At 9:30 Club, OK Go Adds Plenty to Its 'Million Ways' Mystique
Tuesday, November 21, 2006
Novelty is most appreciated where it is least needed. Sure, OK Go did wrap up its show at the 9:30 club Sunday night, as is the group's custom, with a dance -- specifically, the YouTube-iquitous "A Million Ways" routine, performed before a projected video of chief songwriter Damian Kulash's back yard, where he and his band shot the original clip. But they did the boy-band thing only a fter delivering a sweaty 75-minute set of frenetic, angular power-punk that would surely have shut up anyone inclined to dismiss the quartet as a novelty act.
The "Million Ways" video and its even more inventively low-fi follow-up, the dancing-on-treadmills clip for "Here It Goes Again," have fueled a surge in OK Go's popularity since its last show here, at the Black Cat in April 2005. The headlining gig at the 9:30 represented not just a graduation but a homecoming: Though now a resident of Los Angeles, frontman Kulash grew up near Friendship Heights, and recalls spending his weekends watching the likes of Fugazi, Shudder to Think, Jawbox and Nation of Ulysses play when he was in high school in the early '90s.
Kulash paid homage to none of those bands at the 9:30 gig, though he did dedicate a cover of Electric Light Orchestra's "Don't Bring Me Down" to his mom, which gave a hint of the toothachy sweetness tempering the singer-guitarist's hard-core roots. The band specializes in hooky guitar pop that stops just short of saccharine.
OK Go may not sell a huge number of records, but it is a cultural phenomenon. The first video, from the album "Here It Goes Again," is among the most popular ever posted on YouTube, having been viewed nearly 8.5 million times. "Oh No," the group's year-old sophomore release, is nearing gold status after receiving an unexpected boost near the end of the summer, when "Here It Goes Again" became the group's second YouTube-fueled bonanza.
What makes the story stranger still is that OK Go wouldn't seem to need to do its own promotion -- the band is, after all, on Capitol Records. But the Capitol-financed, infinitely more polished-looking "official" videos for "Invincible" and "Do What You Want," two other "Oh No" tracks, haven't had anywhere near the same impact as the group's self-produced efforts, which were choreographed by Kulash's sister, professional dancer and choreographer Trish Sie, and shot with camcorders.
"A D.C. boy raised on Dischord should never have gotten his hands bloody on a major label," Kulash said with a laugh before the show Sunday night. "The truth is we just make the stuff we want to make, and we're looking for ways to get it out there and make people listen to it and pay attention to it."

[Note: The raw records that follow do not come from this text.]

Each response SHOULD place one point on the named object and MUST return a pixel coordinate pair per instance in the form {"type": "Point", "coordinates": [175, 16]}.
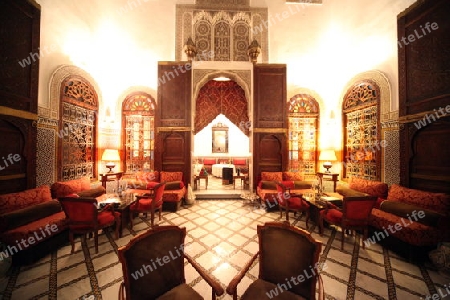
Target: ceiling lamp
{"type": "Point", "coordinates": [221, 78]}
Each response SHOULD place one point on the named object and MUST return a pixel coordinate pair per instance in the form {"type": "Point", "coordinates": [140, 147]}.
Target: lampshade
{"type": "Point", "coordinates": [327, 156]}
{"type": "Point", "coordinates": [110, 155]}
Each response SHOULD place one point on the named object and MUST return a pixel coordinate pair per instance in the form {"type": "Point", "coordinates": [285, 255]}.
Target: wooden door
{"type": "Point", "coordinates": [173, 118]}
{"type": "Point", "coordinates": [19, 75]}
{"type": "Point", "coordinates": [270, 123]}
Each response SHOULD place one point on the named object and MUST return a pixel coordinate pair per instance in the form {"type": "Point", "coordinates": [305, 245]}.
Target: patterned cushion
{"type": "Point", "coordinates": [50, 225]}
{"type": "Point", "coordinates": [13, 201]}
{"type": "Point", "coordinates": [413, 233]}
{"type": "Point", "coordinates": [171, 176]}
{"type": "Point", "coordinates": [147, 176]}
{"type": "Point", "coordinates": [294, 176]}
{"type": "Point", "coordinates": [272, 176]}
{"type": "Point", "coordinates": [209, 161]}
{"type": "Point", "coordinates": [239, 161]}
{"type": "Point", "coordinates": [64, 188]}
{"type": "Point", "coordinates": [373, 188]}
{"type": "Point", "coordinates": [435, 201]}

It's the same rationale he uses for having licensed "Do What You Want" to JCPenney for use in a TV commercial. "Licensing opportunities that used to be incredibly uncool are now the way you get your songs out there," he noted. "I could go on all day listing the bands that have broken because of an iPod commercial or a Volkswagen commercial."

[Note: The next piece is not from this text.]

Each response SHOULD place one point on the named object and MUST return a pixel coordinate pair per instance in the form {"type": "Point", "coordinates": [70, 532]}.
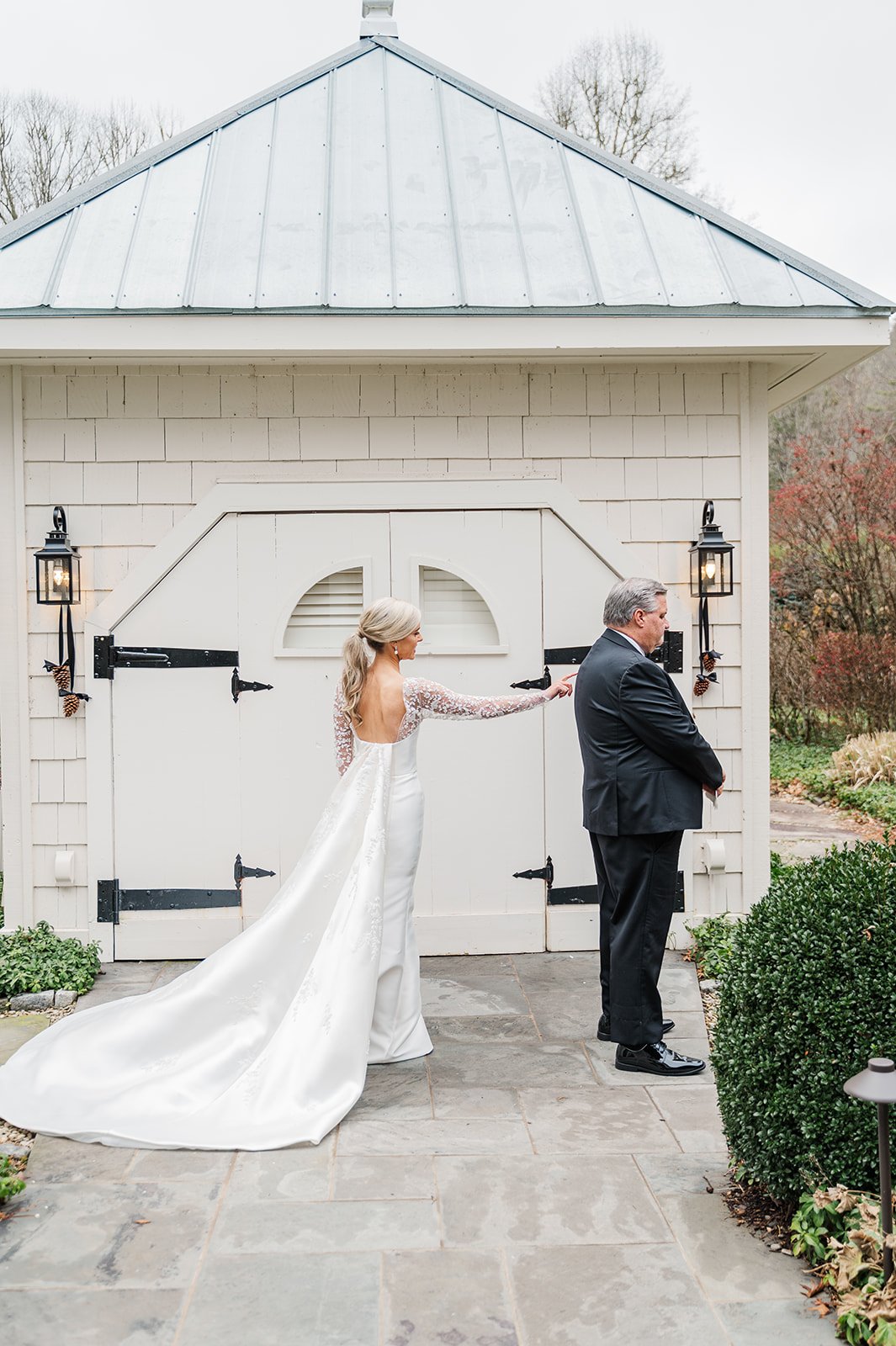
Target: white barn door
{"type": "Point", "coordinates": [483, 780]}
{"type": "Point", "coordinates": [175, 762]}
{"type": "Point", "coordinates": [303, 579]}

It's not as if OK Go's credibility is in jeopardy. It's got plenty of geek cachet, having played its first shows outside of Chicago, where the group formed in 1998 as the house band for Public Radio International's "This American Life." After finally releasing a self-titled debut on Capitol in 2002, the group made a series of short films for the Web, notably the hilarious "OK Go Table Tennis," a parody of a '70s fitness video, as well as the "Federal Truth in Music Project" series of comic shorts.

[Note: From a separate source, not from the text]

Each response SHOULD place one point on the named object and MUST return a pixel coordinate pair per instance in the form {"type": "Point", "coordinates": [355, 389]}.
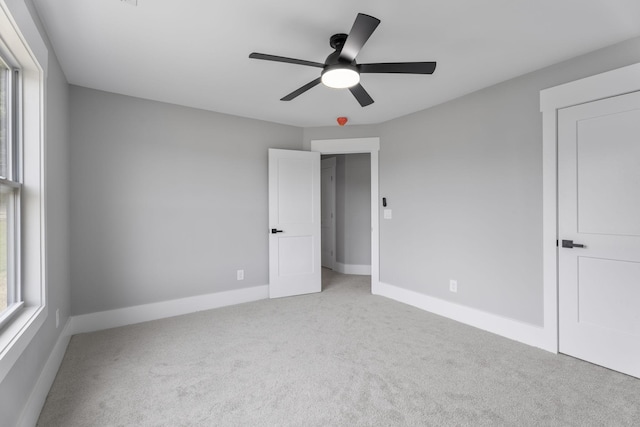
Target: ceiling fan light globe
{"type": "Point", "coordinates": [340, 78]}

What's most remarkable about these little movies is that they manage to dodge the bullet of preciousness, if only just -- the world is full of educated, self-aware white rock bands that think they're funny. These guys really are.
"The most exciting thing about being in a rock band for us is the opportunities it offers for everything creatively," Kulash said. "There aren't a lot of jobs where you could say, 'And the next thing we should do, we should make a ping-pong instructional video!' But here, anything is justified. That's really what keeps it from being repetitive and monotonous. Touring is basically repetitive and monotonous."
You'd never know he felt that way on the evidence of Sunday night's inspired show.